Racial/Ethnic Disparities in Exposure, Disease Susceptibility, and Clinical Outcomes during COVID-19 Pandemic in National Cohort of Adults, United States

McKaylee M. Robertson; Meghana G. Shamsunder; Ellen Brazier; Mekhala Mantravadi; Rebecca Zimba; Madhura S. Rane; Drew A. Westmoreland; Angela M. Parcesepe; Andrew R. Maroko; Sarah G. Kulkarni; Christian Grov; Denis Nash


Emerging Infectious Diseases. 2022;28(11):2171-2180. 

In This Article

Abstract and Introduction


We examined racial/ethnic disparities for COVID-19 seroconversion and hospitalization within a prospective cohort (n = 6,740) in the United States enrolled in March 2020 and followed-up through October 2021. Potential SARS-CoV-2 exposure, susceptibility to COVID-19 complications, and access to healthcare varied by race/ethnicity. Hispanic and Black non-Hispanic participants had more exposure risk and difficulty with healthcare access than white participants. Participants with more exposure had greater odds of seroconversion. Participants with more susceptibility and more barriers to healthcare had greater odds of hospitalization. Race/ethnicity positively modified the association between susceptibility and hospitalization. Findings might help to explain the disproportionate burden of SARS-CoV-2 infections and complications among Hispanic/Latino/a and Black non-Hispanic persons. Primary and secondary prevention efforts should address disparities in exposure, vaccination, and treatment for COVID-19.
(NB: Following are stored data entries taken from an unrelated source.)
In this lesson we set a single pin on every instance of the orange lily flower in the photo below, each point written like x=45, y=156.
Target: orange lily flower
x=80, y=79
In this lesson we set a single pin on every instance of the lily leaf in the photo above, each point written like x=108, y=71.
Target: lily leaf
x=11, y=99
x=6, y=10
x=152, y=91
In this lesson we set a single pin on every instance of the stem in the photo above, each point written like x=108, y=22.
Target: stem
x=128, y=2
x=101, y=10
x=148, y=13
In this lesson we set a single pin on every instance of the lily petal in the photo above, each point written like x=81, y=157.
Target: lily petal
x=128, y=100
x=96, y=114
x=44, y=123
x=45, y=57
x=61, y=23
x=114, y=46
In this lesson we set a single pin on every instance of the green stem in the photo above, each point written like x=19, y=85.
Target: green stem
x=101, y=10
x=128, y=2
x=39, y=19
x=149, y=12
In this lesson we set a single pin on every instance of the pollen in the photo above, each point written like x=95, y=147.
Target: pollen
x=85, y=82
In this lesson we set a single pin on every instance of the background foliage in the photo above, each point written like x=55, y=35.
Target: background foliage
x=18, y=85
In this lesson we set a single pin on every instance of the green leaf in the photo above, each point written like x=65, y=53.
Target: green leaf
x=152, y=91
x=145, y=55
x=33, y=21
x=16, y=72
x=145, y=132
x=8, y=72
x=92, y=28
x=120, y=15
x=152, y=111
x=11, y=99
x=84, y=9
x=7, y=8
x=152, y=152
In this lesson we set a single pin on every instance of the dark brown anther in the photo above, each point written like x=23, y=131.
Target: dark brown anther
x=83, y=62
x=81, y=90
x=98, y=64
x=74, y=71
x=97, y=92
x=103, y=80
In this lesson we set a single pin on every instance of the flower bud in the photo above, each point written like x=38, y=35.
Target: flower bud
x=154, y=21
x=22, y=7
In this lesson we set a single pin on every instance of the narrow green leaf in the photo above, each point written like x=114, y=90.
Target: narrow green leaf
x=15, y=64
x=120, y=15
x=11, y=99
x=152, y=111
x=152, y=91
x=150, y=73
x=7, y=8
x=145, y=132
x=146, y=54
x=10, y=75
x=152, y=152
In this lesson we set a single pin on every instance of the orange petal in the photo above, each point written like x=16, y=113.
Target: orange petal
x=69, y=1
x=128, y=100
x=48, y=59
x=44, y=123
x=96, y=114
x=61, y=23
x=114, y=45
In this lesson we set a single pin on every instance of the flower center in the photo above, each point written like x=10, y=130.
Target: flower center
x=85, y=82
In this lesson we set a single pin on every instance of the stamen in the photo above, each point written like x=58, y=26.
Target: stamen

Researchers have identified underlying medical conditions, comorbidities, older age, and male sex as biologic vulnerabilities for more severe COVID-19 outcomes.[1,2] Evidence also suggests a disproportionate burden of COVID-19 infection, hospitalization, and death among Hispanic/Latino/a, Black non-Hispanic, and American Indian and Alaskan Native populations in the United States..[3–6] Early in the pandemic (March 2020), the Centers for Disease Control and Prevention (CDC) reported that twice as many Black persons were hospitalized because of COVID-19 than are proportionally represented in the United States..[3] Long-standing health and social inequities probably contribute to disparities in COVID-19 illness and death.[7–9]

Public health interventions and policies with the potential to improve health might inadvertently amplify existing health disparities.[7] Prevention efforts, such as social distancing or work from home policies, might have inequitable benefits across racial and ethnic groups because of differential employment in essential work settings or likelihood of living in multigenerational households.[7,8,10] Less access to or use of healthcare also result in differential COVID-19 outcomes among racial and ethnic minority groups because later care presentation might limit treatment options.[6,8] Blumenshine et al. proposed a pandemic disease model in which differences in exposure to the pathogen, susceptibility to severe illness if infected, and poor/delayed access to treatment might lead to disproportionate infection, illness, and death during a pandemic.[11] To avoid exacerbating existing disparities, effective public health interventions and pandemic guidelines need to anticipate and mitigate the contribution of social determinants to disparities in exposure, susceptibility if exposed and access to treatment.[9,11,12]

Our objective was to examine the influence of racial and ethnic differences in social determinants on COVID-19 outcomes within a large US national cohort of adults that was enrolled during the spring of 2020, the early phase of the COVID-19 pandemic. Using the Blumenshine model as a framework, we created 3 indices to assess social determinants: the ability to social distance as a measure of potential SARS-CoV-2 exposure, susceptibility to COVID-19 complications, and access to healthcare. We examined the relationship between each index with COVID-19 outcomes (COVID-19 hospitalization or seroconversion). Considering race/ethnicity as a social, rather than biologic construct,[13] we assessed it as a potential effect measure modifier (EMM) of the relationship between each index and COVID-19 outcome.